Article de Journal à Paris 10 - Publié le Vendredi 22 Mai 2009 - Numéro de Juin - Juillet 2009

Logement social : la loi Boutin, une atteinte à la mixité

Votée en février dernier, la loi Boutin sur le logement est maintenant en vigueur. Elle impose l’application d’un surloyer, appelé « supplément de loyer de solidarité ». Elle aura pour première conséquence d’évincer les classes moyennes qui habitent dans des logements sociaux, mais  dont les revenus leur permettront difficilement  d’accéder à un loyer dans le privé.

Nous avons demandé à Michel Chevallier, membre de la direction fédérale de la CNL Paris, de donner son avis sur les premiers effets de cette loi à Paris et dans le 10ème.

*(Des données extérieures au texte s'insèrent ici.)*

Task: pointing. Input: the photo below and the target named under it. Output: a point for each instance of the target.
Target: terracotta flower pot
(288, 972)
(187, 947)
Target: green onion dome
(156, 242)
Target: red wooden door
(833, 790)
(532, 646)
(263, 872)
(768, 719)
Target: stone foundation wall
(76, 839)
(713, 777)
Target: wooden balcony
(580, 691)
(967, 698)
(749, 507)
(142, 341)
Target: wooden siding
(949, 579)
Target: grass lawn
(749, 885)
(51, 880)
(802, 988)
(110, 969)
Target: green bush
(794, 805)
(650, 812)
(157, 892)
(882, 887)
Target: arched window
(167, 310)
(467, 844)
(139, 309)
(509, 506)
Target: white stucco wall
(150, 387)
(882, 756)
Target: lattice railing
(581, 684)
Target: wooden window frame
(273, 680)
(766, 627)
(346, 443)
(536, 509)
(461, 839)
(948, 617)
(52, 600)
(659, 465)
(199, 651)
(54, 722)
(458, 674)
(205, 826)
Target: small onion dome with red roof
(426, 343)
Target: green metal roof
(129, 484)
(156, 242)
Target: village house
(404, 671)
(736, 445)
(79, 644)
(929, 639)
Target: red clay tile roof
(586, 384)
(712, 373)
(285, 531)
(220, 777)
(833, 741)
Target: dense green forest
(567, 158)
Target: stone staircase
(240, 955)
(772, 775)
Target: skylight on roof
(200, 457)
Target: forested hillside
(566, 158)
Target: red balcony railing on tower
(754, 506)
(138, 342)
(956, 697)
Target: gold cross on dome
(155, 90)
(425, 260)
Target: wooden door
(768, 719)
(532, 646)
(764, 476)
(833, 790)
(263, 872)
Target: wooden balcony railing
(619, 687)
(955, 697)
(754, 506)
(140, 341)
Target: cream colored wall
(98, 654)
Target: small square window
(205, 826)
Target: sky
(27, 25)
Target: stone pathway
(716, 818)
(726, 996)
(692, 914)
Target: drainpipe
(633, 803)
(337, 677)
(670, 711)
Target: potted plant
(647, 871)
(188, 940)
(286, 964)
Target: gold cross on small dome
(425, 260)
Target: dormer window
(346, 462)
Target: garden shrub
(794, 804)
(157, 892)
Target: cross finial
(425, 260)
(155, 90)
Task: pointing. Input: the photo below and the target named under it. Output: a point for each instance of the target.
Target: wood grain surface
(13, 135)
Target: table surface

Comment caractériser la situation du logement dans le X ème ?

Il est clair que notre arrondissement manque cruellement de logements sociaux. Aller vers les 20% dans le 10ème devrait être possible.

Je prends acte des efforts de la municipalité pour l’acquisition d’immeubles. Mais, il faut aussi utiliser toutes les niches possibles pour construire du logement accessible aux familles les plus modestes.

 Quelles sont les conséquences les plus importantes de la loi Boutin ?

On a déjà ressenti les premiers effets  cumulés de l’augmentation des  surloyers et de la baisse de 10% des plafonds de ressources. J’ai déjà constaté dans l’arrondissement le  déménagement de quelques familles, contraintes d’abandonner leur logement, le loyer étant devenu excessif.

 Le surloyer imposé par la loi Boutin va porter un coup terrible à l’institution HLM, conquête du mouvement ouvrier, et à la mixité sociale. Par exemple, le quartier Grange aux Belles, classé en politique de la ville, va encore voir sa population s’appauvrir ; le même phénomène se fera dans les secteurs Châlet Ste Marthe, dans les logements de la Sablière, avenue de Verdun…

Qui sera touché par la fin du maintien dans les lieux, prévue par la loi ?

Seront concernés tous ceux qui habitent un logement devenu trop grand pour eux. Cette mesure fait fi des conditions de la vie actuelle, où les couples n’ont plus la même stabilité qu’autrefois.

Seules, les personnes de plus de 65 ans et les familles qui comptent un handicapé auront droit au maintien dans les lieux.

Pour répondre au besoin de logements sociaux, comment dégager des financements ?

L’Etat doit redevenir le seul garant du financement du logement social. Aujourd’hui à travers des mesures comme le dispositif Robien, l’Etat subventionne davantage le secteur privé que le secteur public du logement.

Au contraire, pour une maîtrise de ce secteur d’activité vital, il faut  créer un véritable service public du logement et de l’habitat, dont le financement peut dépendre de mesures simples et peu coûteuses comme le relèvement du plafond du livret A, l’augmentation du 1% logement payé par les entreprises ou la révision des multiples mesures fiscales improductives mises en place ces dernières années..

Quant aux locataires du secteur privé, qui subissent tous les 3 ou 6 ans, des augmentations de loyers non négligeables ou qui doivent quitter leur logement à cause de congés vente spéculatifs, ils sont eux aussi victimes d’un système qui privilégie la rentabilité financière au détriment des besoins des individus.

Travailler à l’union de tous, logés, mal logés, locataires du secteur public, semi-public et secteur privé, est une nécessité pour mettre en place, dans la mixité sociale, une politique de logement à loyers accessibles à tous.